There is a more open-air sound to Marconi Union than before. Perhaps it’s because we are flying. You can hear it on the meditation of “Inhale” which crosses into “Crystalline.” The latter track opens with a possible homage to Pink Floyd’s “Echoes” with a repeated piano sonar ping. A sequencer loop locks to a high-hat and bass drum thump that carries the track, accelerating like it’s just made a racetrack-turn into a straightaway. And then comes a saxophone-like sound, breathy, blowing single notes like a foghorn in the night.

“Exhale” doesn’t feel so much like a release of tension, but an escalation of anxiety, as the track moves in relentless motion, a thudding bass drum that is more death march than techno dance. The vocoder voice returns, but I couldn’t pick out the lyrics through the distortion.

“One More Rush” segues out of that with a more syncopated beat, swirling organ patterns and what sounds like a voice sighing into the winds, which turns into a sustained lead which sounds like Crossley on eBow guitar but they say it’s a synthesizer.

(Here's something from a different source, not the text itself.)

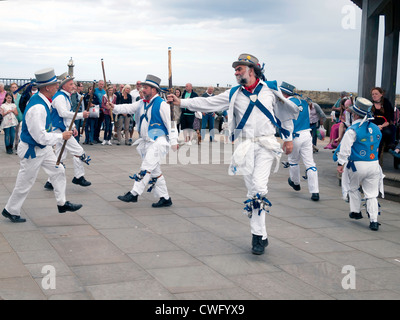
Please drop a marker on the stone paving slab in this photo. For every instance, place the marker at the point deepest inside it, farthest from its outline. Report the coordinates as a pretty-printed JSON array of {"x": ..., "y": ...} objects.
[{"x": 199, "y": 248}]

Pretty isn’t an adjective that often comes to mind with Marconi Union, but “Silence is Gliding” may be their prettiest song ever. And that’s despite the fact that it still sounds like a lament, with an organ playing a funereal dirge and guitar echoing in the background like a bereaved mourner, all shrouded in ambient, distorted pads. Some tremolo-laden chords that rise to the surface do nothing to abate the mood.

The album ends with the longest track at nearly 11 minutes, “Cloud Surfing.” It is a celebratory exploration with a lashing 8-note sequencer pattern driving what may be the wildest foray on the album, as Crossley lashes out guitar chords that are almost rock and roll. I said almost. Meadows drops in one of those insistent piano riffs you used to find in early Techno music, driving the track to its furious conclusion.

Marconi Union’s The Fear of Never Landing might make you feel like you never want to land. It is an artfully constructed album with each track transitioning into the next and consciously scored to do that. It’s not just crossfades. They create an arc that always draws you further into the music so that you will want to segue right back to the first track.